To interactively view and analyze an HPCToolkit performance database, use `hpcviewer`.
`hpcviewer` may be launched from the command line or by double-clicking on its icon on MacOS or Windows.
The following is an example of launching from a command line:

> `hpcviewer hpctoolkit-app-database`

Additional help for `hpcviewer` can be found in a help pane available from `hpcviewer`'s *Help* menu.

### Effective Performance Analysis Techniques

To effectively analyze application performance, consider using one of the following strategies, which are described in more detail in Chapter [4](#chpt:effective-performance-analysis).

- A waste metric, which represents the difference between achieved performance and potential peak performance is a good way of understanding the potential for tuning the node performance of codes (Section [4.3](#sec:effective-performance-analysis:inefficiencies)).
  `hpcviewer` supports synthesis of derived metrics to aid analysis.
  Derived metrics are specified within `hpcviewer` using spreadsheet-like formula.
  See the `hpcviewer` help pane for details about how to specify derived metrics.

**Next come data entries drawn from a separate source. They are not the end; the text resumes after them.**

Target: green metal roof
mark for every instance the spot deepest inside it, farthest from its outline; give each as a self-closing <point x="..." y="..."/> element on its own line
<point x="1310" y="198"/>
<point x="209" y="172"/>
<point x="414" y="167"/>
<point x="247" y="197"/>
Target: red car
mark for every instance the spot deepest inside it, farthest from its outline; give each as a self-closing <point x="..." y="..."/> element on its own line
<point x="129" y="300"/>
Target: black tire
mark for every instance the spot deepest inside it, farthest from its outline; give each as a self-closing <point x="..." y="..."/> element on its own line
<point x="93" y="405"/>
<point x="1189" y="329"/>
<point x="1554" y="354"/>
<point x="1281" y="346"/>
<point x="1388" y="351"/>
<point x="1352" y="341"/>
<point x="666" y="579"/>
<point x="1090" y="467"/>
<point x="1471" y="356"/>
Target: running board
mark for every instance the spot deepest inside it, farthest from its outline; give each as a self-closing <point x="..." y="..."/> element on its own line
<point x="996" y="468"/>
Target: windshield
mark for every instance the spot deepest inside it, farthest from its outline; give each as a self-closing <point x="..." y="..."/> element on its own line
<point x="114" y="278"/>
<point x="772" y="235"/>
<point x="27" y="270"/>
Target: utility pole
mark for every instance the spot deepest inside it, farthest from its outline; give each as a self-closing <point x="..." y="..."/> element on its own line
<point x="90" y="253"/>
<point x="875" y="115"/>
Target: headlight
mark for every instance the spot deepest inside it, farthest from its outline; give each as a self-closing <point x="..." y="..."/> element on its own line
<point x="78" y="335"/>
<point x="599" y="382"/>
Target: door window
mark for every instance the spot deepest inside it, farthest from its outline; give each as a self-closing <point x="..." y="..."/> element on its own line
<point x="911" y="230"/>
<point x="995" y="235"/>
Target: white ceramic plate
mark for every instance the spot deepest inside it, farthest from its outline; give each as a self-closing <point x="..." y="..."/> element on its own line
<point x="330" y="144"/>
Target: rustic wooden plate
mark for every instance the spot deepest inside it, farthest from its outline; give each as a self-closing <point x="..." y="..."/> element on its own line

- Scalability bottlenecks in parallel codes can be pinpointed by differential analysis of two profiles with different degrees of parallelism (Section [4.4](#sec:effective-performance-analysis:scalability)).

## Additional Guidance

For additional information, consult the rest of this manual and other documentation:
First, we summarize the available documentation and command-line help:

Command-line help:
: Each of HPCToolkit's command-line tools can generate a help message summarizing the tool's usage, arguments and options.
  To generate this help message, invoke the tool with `-h` or `--help`.

Man pages:
: Man pages are available either via the Internet (<http://hpctoolkit.org/documentation.html>) or from a local HPCToolkit installation (`<hpctoolkit-installation>/share/man`).

Manuals:
: Manuals are available either via the Internet (<http://hpctoolkit.org/documentation.html>) or from a local HPCToolkit installation (`<hpctoolkit-installation>/share/doc/hpctoolkit/documentation.html`).

Articles and Papers:
: There are a number of articles and papers that describe various aspects of HPCToolkit's measurement, analysis, attribution and presentation technology.
  They can be found at <http://hpctoolkit.org/publications.html>.

[^3]: We recommend running `hpcprof-mpi` across 8-10 compute nodes. More than this may not improve or may degrade the overall speed of the analysis.